After I dragged the 140-kilo monolith into the Shed of Chaos and stood there steaming like a busted kettle. My wife handed me tea; my brain cooled enough to read. Page two of the spec sheet winked: “At least six people must assist with lifting.” I laughed, then my back filed a formal complaint. Read first; rupture later.

Next came the manual. Final page, miniature font, maximum cheek: a Type-B Victron BMS-to-BMS CAN cable required. Amazon wanted £18 for a sanctified RJ45. Classic Victron toll-booth. Fine. I pulled the pinout, grabbed the crimp tool from the plastic shed, and ten minutes later birthed a 3-metre, £1.25 lead that clicked into place with the smugness of a home-made hack that works first time.
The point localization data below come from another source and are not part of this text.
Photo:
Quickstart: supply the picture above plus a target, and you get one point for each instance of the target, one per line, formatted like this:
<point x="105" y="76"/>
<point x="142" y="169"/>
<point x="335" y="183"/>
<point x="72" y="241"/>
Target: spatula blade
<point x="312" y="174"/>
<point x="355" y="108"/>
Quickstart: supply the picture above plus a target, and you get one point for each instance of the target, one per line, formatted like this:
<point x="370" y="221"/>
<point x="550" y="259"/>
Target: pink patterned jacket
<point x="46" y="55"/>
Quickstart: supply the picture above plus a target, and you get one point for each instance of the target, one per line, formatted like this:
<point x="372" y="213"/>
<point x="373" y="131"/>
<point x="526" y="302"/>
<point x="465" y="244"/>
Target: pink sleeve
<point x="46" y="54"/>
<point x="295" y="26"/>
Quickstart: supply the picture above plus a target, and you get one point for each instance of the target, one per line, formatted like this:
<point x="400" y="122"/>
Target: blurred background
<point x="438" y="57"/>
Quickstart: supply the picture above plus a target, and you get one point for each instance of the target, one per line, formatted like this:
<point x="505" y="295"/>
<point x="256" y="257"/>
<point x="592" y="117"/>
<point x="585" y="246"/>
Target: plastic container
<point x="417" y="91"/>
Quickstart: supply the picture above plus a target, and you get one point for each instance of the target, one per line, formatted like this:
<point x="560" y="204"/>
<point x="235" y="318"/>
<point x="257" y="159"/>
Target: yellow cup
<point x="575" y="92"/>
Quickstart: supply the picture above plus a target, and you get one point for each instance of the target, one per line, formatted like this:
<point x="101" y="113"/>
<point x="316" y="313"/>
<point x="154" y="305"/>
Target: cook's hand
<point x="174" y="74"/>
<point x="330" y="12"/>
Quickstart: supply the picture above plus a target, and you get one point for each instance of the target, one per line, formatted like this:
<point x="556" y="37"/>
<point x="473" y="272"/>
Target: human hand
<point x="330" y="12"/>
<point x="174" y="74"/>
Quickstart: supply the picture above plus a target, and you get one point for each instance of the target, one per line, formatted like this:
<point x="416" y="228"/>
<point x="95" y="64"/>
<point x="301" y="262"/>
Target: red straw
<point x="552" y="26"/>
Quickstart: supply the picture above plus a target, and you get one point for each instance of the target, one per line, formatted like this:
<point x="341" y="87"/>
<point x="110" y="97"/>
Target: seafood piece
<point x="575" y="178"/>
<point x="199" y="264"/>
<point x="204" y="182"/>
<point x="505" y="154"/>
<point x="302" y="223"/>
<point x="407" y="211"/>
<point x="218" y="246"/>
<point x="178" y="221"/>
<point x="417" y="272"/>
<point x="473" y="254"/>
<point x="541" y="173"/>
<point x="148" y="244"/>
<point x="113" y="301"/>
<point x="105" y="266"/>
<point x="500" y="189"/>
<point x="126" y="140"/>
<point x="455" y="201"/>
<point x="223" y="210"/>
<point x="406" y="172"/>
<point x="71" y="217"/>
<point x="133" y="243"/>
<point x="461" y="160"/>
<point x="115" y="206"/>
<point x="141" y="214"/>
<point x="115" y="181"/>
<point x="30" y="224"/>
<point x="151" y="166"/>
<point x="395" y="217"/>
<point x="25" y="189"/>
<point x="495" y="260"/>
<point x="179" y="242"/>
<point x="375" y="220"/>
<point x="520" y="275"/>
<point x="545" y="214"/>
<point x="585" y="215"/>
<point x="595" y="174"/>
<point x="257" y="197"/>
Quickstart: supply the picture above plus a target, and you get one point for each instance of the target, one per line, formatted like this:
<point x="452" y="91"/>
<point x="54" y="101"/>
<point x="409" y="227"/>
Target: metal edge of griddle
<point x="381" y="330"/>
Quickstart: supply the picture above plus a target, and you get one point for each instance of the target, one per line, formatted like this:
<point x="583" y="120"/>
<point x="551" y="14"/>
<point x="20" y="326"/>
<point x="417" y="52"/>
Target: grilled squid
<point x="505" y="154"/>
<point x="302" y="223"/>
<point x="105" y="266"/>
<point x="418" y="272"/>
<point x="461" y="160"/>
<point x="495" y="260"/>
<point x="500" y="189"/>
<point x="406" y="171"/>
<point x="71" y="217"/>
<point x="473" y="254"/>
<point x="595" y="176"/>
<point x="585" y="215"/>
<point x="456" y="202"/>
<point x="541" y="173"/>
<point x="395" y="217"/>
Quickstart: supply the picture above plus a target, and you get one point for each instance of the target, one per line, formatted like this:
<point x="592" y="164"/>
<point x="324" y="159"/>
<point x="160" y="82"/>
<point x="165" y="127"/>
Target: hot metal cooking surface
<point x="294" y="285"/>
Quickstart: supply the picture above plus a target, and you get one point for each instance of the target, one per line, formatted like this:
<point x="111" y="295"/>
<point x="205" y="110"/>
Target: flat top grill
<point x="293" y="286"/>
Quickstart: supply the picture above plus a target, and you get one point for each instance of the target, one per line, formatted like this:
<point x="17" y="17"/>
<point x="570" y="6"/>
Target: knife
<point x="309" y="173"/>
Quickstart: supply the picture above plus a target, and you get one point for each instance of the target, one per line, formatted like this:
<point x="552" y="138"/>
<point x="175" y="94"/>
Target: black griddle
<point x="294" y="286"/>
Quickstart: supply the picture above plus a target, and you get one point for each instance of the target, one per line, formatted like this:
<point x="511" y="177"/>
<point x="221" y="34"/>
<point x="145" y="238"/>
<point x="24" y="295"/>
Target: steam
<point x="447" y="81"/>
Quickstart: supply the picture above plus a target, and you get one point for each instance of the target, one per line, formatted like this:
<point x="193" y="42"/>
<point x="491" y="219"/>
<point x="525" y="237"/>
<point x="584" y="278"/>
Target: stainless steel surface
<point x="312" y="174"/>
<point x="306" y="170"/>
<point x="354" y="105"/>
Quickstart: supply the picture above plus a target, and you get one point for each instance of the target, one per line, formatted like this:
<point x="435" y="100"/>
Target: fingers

Then the mains-off interlude. I yelled upstairs to the wife mid-shower “Mind if I turn the Power off?” Permission sailed back without the crucial footnote that the shower is electric. Breakers dropped. Three beats. The household banshee announced itself on cue while I checked continuity and tried not to grin and laugh to loud.

I bolted back to the shed with the contraband RJ45 and a laptop, ready to slide the battery under the bench until tape measure reality landed: four inches too tall. Another entry in the ongoing ledger titled Things I Would Have Known If I’d Read First. I shuffled benches and boxes, carved a new berth, and rolled the Fogstar into its throne.

Fogstar’s own heavy cables went on and saved me about £50 “thank you guys” then the ritual: torque, double-check, breathe. Twenty minutes later the stage was set. House breakers up. Silver button pressed. The 4.5″ touch screen blinked awake: 35% state of charge. Into the menus; CAN-bus; inverter protocol to Victron. An unnecessary, traditional IT power-cycle, then the battery DC breaker to ON. The Multiplus 5000 VA hummed alive. Cerbo GX V2 lit the dashboards like mission control.

Handshake on the first try. Victron read 35% SOC. I loaded the proper profiles, bounced the system twice, and watched the data settle: accurate SOC, per-cell status scrolling neatly, active balancing marching across the lines, SOH reported, telemetry everywhere and more signal than I could reasonably wag a stick at.

The sun did its bit. Warm sky, panels whispering current, the pack rose through the afternoon with enough to prove the loop was alive. Night fell; the cheap window opened. 22:30, off-peak £0.07/kWh. I pushed a 4.2 kW mains charge and sat with the numbers like an insomniac at a campfire. Up it climbed to 100%, then floated, calm and steady. Home Assistant filled with entities and graphs; Victron and Fogstar agreed without drama.

Final tally on the screen: 17.8 kWh at full. Refresh. Still 17.8. Out to the shed for the old-school confirmation glow from plastic and glass confirmed. Fogstar didn’t just clear the fence; it went full Kal-El and deposited the ball somewhere on the dark side of the moon.